Forbes Falconer (10 September 1805, Aberdeen – 1853), was a Scottish Persian scholar.
Falconer was born at Aberdeen, 10 September 1805, was the second and only surviving son of Gilbert Falconer of Braeside, Fife. He was educated at the grammar school and at Marischal College, where he obtained prizes in classical studies. His first publications, which appeared anonymously in local journals, were also classical, consisting of metrical translations from the Greek anthology. He commenced his oriental studies before the age of twenty, by attending the Hebrew classes of Professor James Bentley in Aberdeen, and likewise began the private study of Arabic and Persian. Afterwards proceeding to Paris he attended, during nearly five years, the courses of de Sacy, de Chézy, and, for Hindustani, of Garcin de Tassy. After short visits to several German universities, Falconer returned to this country, and settled in London as a teacher of oriental languages, holding for a short time the professorship of oriental languages in University College, London.

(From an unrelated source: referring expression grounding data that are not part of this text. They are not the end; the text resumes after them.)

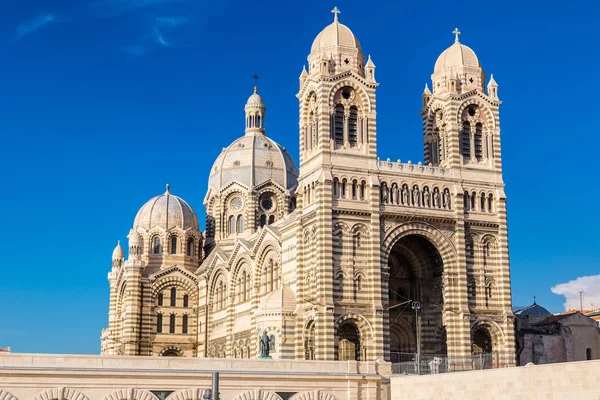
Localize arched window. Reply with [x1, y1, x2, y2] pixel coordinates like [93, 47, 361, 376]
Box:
[334, 104, 344, 145]
[170, 287, 177, 306]
[183, 294, 189, 308]
[269, 335, 276, 352]
[488, 194, 494, 213]
[249, 116, 253, 128]
[475, 123, 483, 161]
[461, 121, 471, 159]
[268, 215, 275, 225]
[260, 214, 266, 227]
[360, 181, 366, 200]
[333, 178, 339, 198]
[257, 115, 261, 128]
[355, 275, 363, 296]
[480, 193, 486, 212]
[464, 191, 470, 211]
[186, 237, 194, 256]
[169, 314, 176, 333]
[351, 180, 357, 199]
[348, 106, 358, 146]
[228, 215, 235, 235]
[182, 314, 188, 334]
[237, 215, 244, 233]
[170, 236, 177, 254]
[157, 293, 163, 306]
[587, 348, 592, 360]
[471, 191, 477, 211]
[156, 313, 163, 333]
[341, 179, 347, 198]
[153, 236, 161, 254]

Falconer is perhaps best known in the present day for his works on the Bostan, from which he published in 1839 a volume of selections, very neatly lithographed from his own transcript. In the Asiatic Journal, a useful periodical now defunct, he published a translation of part of the same poem, as well as selections from several of the Sufi poets, and a critical study of the Sindbad-Nameh. Falconer edited two important poems of Jāmi, the Tuhfat-ul-Ahrār and Salāmān u Absāl, for the Society for the Publication of Oriental Texts. The critical ability of these texts is attested by Francis Johnson in the preface to his edition of John Richardson's Persian Dictionary. Falconer's Persian Grammar reached a second edition in 1848.